Washington D.C. has finalized regulations implementing a pharmaceutical marketing annual reporting law. The regulations apply to, “Each manufacturer or labeler of prescription drugs that are directly or indirectly distributed in the District that employs, directs, or utilizes marketing representatives in the District ” of Columbia. “Marketing representatives” in this case includes survey and opinion researchers involved in studies of physicians and hospitals. The law does not apply to researchers outside of D.C.. Survey researchers can still conduct research with D.C. health care professionals and entities and not be impacted by the new law, by using services and offices outside of the city limits. The Annual Report requires the reporting of all expenses associated with advertising, marketing and direct promotion of prescription drugs as they pertain to District residents over $25.00. Survey researchers located in the District of Columbia must reveal: the name of the manufacturer or labeler, date of payment of gift, name of recipient, type of recipient (e.g. clinic, doctor, hospital, pharmacist, university, other prescriber, benefits manager, health plan, nursing facility, psychiatric hospital, or other healthcare provider) credentials of recipient, nature of payment, primary purpose of payment and monetary value of payment.
CMOR will be meeting with the DC Department of Health and Human Services to discuss this matter, in order to ensure that the ultimate definition of disclosed information does not include any proprietary information or PII. Still, the impact of this new regulation is minimal, segmented only to a small portion, if any, of researchers that conduct pharmaceutical survey and opinion research in the District of Columbia.
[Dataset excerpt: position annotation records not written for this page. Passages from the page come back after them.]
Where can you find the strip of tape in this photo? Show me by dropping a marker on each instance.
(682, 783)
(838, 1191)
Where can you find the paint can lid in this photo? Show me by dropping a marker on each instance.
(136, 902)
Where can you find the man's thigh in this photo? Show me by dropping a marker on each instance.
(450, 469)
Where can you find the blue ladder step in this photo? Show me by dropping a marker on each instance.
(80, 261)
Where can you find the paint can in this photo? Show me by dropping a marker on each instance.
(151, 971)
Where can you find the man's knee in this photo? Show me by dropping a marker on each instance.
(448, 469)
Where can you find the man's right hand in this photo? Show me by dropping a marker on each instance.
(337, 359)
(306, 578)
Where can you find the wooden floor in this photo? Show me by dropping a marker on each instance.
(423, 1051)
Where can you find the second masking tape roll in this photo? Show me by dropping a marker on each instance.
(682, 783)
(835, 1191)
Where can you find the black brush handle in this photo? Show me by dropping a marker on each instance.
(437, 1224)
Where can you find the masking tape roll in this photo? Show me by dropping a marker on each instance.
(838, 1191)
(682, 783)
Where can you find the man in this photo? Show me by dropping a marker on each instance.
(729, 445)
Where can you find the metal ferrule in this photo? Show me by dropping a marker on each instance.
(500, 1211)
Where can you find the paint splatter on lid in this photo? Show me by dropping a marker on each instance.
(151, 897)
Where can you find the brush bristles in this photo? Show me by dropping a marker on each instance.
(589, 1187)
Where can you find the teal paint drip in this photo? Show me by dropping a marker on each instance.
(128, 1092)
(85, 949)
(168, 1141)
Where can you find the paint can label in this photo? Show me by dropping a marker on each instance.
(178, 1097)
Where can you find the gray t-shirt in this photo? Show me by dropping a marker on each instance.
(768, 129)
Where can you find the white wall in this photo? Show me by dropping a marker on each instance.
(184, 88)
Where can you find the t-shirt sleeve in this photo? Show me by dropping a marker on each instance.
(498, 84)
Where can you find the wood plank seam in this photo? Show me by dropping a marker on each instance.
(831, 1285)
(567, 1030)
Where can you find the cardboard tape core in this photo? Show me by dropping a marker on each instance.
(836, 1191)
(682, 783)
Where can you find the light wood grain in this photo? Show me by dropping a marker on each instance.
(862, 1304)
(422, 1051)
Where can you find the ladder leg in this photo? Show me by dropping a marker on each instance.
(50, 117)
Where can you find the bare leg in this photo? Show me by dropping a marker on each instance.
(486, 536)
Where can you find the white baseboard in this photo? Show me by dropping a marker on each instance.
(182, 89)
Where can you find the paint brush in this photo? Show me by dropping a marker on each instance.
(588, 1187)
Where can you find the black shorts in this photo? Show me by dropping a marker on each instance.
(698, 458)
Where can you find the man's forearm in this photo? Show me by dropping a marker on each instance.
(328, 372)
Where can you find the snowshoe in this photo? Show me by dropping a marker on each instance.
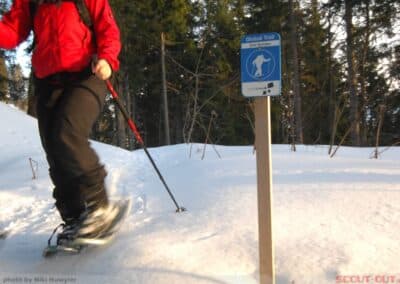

Congress – The Drug and Medical Device Company Gift Disclosure Act (H.R. 3023) would require that drug and medical device manufacturers, distributors and packers to annually disclose to the public, through an FDA website, “ the value, nature and purpose of any… gift provided… to any covered health entity… in connection with detailing, promotional, or other marketing activities.” “Covered health entity” includes “any physician, nurse, therapist, hospital, nursing home, pharmacist, health benefit plan administrator ” or other entities that prescribe and dispense drugs. “Gift” includes “ any gift, fee, payment, subsidy, amenity, object, service, or other economic benefit ” of $50 or more. Although the legislation itself does not detail what information should be included in such public disclosures, the sponsor has made it clear in meetings with CMOR that he intends they include identifying information on doctors and other healthcare providers, so consumers can search on the web to easily discover who has been giving gifts to their providers, when and how much. CMOR is very concerned about H.R. 3023, both for its scope and its possibility of action (since two major Democratic leaders are co-sponsors). CMOR will be providing the sponsor with more extensive information in order to the value in protecting the interests of the Survey and Opinion Research Profession.
Do Not Call
Texas has passed H.B. 143 into law. The new law includes text and graphic (including image) transmissions in the application of the Texas no-call list. The no-call list applies to solicitations and thus has no negative implications for the Survey and Opinion Research Profession.
Congress – The Senate Commerce Committee approved S. 781 on August 2, legislation to reauthorize the national Do Not Call Registry and make the funding mechanism permanent.
Although witnesses at a hearing on the bill on August 1 raised concerns about the number of inaccurate and irrelevant numbers on the Registry, it is unclear that the Federal Trade Commission intends to try to clean them up or that this legislation will encourage them to do so. Since legitimate survey and opinion research is outside the scope of (and is implicitly exempt from) the national Do Not Call Registry, this legislation would have no negative impact on the Profession.